I liked a lot of those books, too. You might enjoy J.D. Salinger, try Nine Stories. Those are brief, though. For a longer journey try Lonesome Dove by Larry McMurtry. That is such a good book.

Another vote for SLAUGHTERHOUSE FIVE & MOTHER NIGHT, and additional ones for GOD BLESS YOU MR. ROSEWATER and THE SIRENS OF TITAN.

The rest of the Narnia books AND Lewis’ TILL WE HAVE FACES

Aldous Huxley’s BRAVE NEW WORLD (the “happy” version of 1984)

Bradbury’s SOMETHING WICKED THIS WAY COMES and his collection I SING THE BODY ELECTRIC, particularly the title story

Definitely a favourite of mine.

If you liked Cloud Atlas, you might also like Italo Calvino’s If On A Winter’s Night a Traveller and Invisible Cities.

I don’t know if this fits into your list, but “Memoirs Of A Geisha” by Arthur Golden was a wonderful read. I second “Lonesome Dove” as well. Excellent writing.

How about Philip K Dick? Try Do Androids Dream of Electric Sheep, We Can Build You, The Man in the High Castle, or Clans of the Alphane Moon to pick four at random. It’s SF, but it’s closer to Vonnegut than to, say, Asimov.

I just finished Galatea 2.2 by Richard Powers and loved it. Might be up your alley.

Thank you! A friend was reading this a few months ago and recommended it, and I promptly forgot the name of the book, except that it was an unfinished sentence of some sort.

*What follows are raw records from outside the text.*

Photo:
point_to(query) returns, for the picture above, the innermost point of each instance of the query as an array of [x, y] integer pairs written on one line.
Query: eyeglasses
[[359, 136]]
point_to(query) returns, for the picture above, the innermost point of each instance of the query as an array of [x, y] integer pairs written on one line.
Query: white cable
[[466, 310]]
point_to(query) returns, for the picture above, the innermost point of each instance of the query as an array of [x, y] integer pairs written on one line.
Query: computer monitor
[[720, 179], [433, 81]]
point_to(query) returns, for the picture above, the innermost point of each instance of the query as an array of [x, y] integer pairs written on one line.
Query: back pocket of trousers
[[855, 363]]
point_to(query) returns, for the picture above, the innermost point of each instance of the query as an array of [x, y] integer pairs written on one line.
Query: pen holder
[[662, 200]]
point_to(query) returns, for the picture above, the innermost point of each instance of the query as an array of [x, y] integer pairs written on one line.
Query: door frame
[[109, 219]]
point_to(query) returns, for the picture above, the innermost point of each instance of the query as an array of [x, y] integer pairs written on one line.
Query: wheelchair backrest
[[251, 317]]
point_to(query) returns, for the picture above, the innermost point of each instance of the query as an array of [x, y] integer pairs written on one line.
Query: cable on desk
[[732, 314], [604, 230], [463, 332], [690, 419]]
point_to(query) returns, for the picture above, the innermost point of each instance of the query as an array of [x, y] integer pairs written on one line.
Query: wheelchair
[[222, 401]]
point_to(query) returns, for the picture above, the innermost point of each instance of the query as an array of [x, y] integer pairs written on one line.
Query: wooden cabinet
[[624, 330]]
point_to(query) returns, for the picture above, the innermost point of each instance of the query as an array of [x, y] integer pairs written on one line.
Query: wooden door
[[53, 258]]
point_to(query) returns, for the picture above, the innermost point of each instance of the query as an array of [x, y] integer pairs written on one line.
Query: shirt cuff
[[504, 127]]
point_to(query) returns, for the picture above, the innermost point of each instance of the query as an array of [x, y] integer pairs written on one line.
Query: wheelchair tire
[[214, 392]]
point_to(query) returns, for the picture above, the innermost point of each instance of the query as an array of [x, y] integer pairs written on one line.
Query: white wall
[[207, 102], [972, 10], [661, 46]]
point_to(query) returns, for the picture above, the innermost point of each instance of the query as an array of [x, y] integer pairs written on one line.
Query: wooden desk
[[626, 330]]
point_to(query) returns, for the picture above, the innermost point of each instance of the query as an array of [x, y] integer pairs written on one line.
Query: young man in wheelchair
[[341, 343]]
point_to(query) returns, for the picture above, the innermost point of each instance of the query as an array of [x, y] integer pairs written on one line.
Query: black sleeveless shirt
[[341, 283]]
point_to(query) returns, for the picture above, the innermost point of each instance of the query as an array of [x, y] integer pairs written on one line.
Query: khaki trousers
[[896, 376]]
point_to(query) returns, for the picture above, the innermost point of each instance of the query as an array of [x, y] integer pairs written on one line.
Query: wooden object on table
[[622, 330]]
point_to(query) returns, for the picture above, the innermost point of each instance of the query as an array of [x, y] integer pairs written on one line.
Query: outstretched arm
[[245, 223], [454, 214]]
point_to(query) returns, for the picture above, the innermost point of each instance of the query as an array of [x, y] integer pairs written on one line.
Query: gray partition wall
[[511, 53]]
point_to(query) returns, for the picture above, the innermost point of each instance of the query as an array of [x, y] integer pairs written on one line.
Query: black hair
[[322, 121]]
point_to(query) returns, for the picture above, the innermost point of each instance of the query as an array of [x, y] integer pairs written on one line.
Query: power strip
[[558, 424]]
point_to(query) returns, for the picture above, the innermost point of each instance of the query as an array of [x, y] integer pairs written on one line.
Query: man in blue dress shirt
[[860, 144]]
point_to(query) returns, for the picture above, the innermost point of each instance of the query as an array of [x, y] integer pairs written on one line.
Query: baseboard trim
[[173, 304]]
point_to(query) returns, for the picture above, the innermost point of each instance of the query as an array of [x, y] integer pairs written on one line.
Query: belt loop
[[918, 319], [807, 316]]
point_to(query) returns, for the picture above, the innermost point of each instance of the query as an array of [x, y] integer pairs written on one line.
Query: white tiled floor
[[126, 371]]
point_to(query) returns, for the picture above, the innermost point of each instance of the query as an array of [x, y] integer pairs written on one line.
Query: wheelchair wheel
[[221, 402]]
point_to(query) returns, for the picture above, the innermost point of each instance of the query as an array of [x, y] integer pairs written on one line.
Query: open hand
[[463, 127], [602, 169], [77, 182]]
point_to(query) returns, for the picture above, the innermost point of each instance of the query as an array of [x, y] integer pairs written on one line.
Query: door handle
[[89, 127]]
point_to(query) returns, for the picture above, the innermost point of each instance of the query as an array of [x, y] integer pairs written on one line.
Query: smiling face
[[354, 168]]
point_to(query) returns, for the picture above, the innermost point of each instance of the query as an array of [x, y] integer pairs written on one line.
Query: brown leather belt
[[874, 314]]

I’m going to pick it up this weekend!

For the OP, I add my thumbs-up for Life of Pi, and I also suggest anything by John Irving (The Cider House Rules and A Prayer for Owen Meany are my personal favorites).

Try The Shining or The Dead Zone, if you haven’t already. I also like his short stories best and find some of his books tedious, but both of those are excellent.

Second the recommendation of anything by Philip K. Dick. I think he’s a natural addition to your list. Also, randomly, World War Z is the most absorbing thing I’ve read in a long while. I was gasping out loud the whole way through.